Problems

Consider the \(4!\) possible permutations of the numbers \(1,2,3,4\). Which of those permutations keep the expression \(x_1x_2+x_3x_4\) the same?

Show that if \(1+3+5+7+...+97+99=50^2\), then \(1+3+5+7+...+97+99+101=51^2\). Don’t forget that \((a+b)^2=a^2+2ab+b^2\).

Prove that for all positive integers \(n\) there exists a partition of the set of positive integers \(k\le2^{n+1}\) into sets \(A\) and \(B\) such that \[\sum_{x\in A}x^i=\sum_{x\in B}x^i\] for all integers \(0\le i\le n\).

In Pascal’s triangle, what are the numbers in the diagonal next to the diagonal of ones?

In Pascal’s triangle, what is the sum of the entries in each row?

Oliver throws a fair coin three times. What are his chances of getting three heads, two heads and one tail, one head and two tails, or three tails?

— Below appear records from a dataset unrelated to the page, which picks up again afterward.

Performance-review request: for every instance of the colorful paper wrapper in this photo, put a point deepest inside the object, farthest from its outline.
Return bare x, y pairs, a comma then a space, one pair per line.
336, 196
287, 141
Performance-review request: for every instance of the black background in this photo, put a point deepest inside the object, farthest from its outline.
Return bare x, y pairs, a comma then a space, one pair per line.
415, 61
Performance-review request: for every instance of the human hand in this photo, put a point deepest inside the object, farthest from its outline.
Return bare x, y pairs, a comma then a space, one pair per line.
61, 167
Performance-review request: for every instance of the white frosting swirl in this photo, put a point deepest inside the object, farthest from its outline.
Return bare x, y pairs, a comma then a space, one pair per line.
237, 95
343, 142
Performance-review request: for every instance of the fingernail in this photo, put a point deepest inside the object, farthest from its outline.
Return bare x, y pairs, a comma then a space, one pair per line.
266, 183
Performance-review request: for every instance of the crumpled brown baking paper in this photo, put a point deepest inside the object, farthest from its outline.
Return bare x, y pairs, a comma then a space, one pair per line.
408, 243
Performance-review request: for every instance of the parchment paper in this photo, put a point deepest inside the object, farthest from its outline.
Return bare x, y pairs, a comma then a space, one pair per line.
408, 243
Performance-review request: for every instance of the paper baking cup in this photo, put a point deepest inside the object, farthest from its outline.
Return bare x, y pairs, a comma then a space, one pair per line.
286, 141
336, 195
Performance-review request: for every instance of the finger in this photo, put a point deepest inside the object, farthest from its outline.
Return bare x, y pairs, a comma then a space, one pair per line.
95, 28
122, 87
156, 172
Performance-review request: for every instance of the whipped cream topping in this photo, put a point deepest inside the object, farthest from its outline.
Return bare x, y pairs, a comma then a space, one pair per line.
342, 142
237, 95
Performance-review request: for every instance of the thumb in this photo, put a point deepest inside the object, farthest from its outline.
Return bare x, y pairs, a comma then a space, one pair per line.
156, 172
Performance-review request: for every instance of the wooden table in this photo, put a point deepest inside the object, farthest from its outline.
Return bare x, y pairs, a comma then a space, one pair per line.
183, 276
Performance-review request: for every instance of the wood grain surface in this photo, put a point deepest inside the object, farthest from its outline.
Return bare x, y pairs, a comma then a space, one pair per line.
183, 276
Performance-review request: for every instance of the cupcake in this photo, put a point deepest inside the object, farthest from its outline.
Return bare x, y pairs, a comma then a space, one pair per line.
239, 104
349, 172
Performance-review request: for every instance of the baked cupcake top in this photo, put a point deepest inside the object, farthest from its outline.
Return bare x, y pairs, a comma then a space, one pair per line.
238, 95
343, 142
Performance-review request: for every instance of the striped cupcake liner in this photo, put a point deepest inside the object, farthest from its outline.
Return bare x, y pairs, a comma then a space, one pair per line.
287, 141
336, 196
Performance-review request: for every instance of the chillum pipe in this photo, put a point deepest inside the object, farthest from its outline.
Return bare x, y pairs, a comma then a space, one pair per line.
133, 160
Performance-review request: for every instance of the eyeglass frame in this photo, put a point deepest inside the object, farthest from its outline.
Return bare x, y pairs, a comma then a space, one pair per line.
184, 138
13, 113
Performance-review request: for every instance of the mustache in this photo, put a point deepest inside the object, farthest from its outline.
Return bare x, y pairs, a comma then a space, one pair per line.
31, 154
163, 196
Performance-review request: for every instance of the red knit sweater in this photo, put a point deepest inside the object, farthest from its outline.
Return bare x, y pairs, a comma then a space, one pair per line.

In Pascal’s triangle, what numbers appear in the diagonal next to the positive integers?

Five friends get together and want to take a photo. They all agree that two of them should take a photo of the other three. How many ways can you choose the three people to be in the picture?

In Pascal’s triangle, what’s the sum of the numbers in each row when you put a minus sign in front of every other number?

What is \(11^2\), \(11^3\) and \(11^4\), and what do these numbers have to do with Pascal’s triangle? What goes wrong with \(11^5\)?